A matter of good taste

In the marketing world, it’s known as synergy – bringing together a variety of different mediums to relentlessly market products or concepts, while surrounding the consumer with ads that work at every level, both subtle and not-so-subtle. A lot of the time you’re not even aware that you’re looking at an ad.

An obvious product shot strategically placed in a movie is one example – your mind is aware of the brand name at some level even if it doesn’t distract you from the movie itself. When you leave the movie you’re guaranteed to encounter billboards, bus ads, magazine inserts and other placements that will only reinforce the hidden movie ad you just saw.

The goal is to make us dream of products the same way we can dream about our daily lives, to break down the barriers that separate the ad world from the real world, and to rewire us to consume as mindlessly as we drive, eat, and go through our daily routines.

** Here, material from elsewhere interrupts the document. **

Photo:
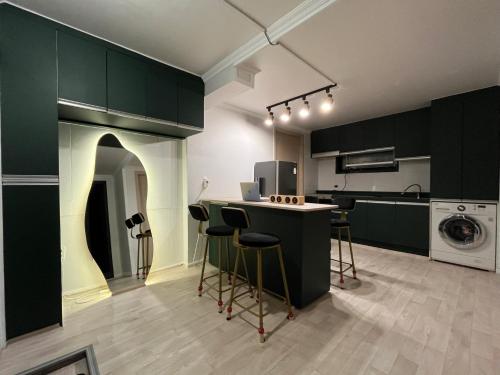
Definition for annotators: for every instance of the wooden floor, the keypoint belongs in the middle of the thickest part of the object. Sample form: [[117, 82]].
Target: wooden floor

Most of the time we don’t notice this synergy at work, but occasionally we stumble upon ads so obvious or so tasteless that we have no choice but to sit up and take notice.

The most recent example I’ve found is on the Toronto Star Web site (www.thestar.com). I grew up in Hog Town and most of my family still lives there, and I like to check in occasionally to see how things are doing and make sure my friends are staying out of trouble. So far most of them are.

The lead story recently has been Cecilia Zhang, a nine-year-old girl who was kidnapped last October for reasons unknown, and found dead last week.

It’s was an abomination, the kind of story that gives a city nightmare and that will deeply affect her family and friends for their whole lives.

Still, that didn’t stop an advertising gadget from trying to capitalize on the tragedy.

Along the right hand side of the Web page, in a column marked "Ads by Google", they were links to purchase print posters by the artist B.J. Zheng, to the Hua Chen Fine Art Gallery which carries B.J. Zheng originals, and a link to the homepage of Washington-based interviewer Yeeli Hua Zheng.

What the Google ad feature does is comb through the text of a news story you select in an attempt to match the subject matter with links to paid Google subscriber. If you read a story about the Maple Leafs, for example, the Google ad could feature links to stores selling hats and jerseys, collector shops, and the team’s homepage.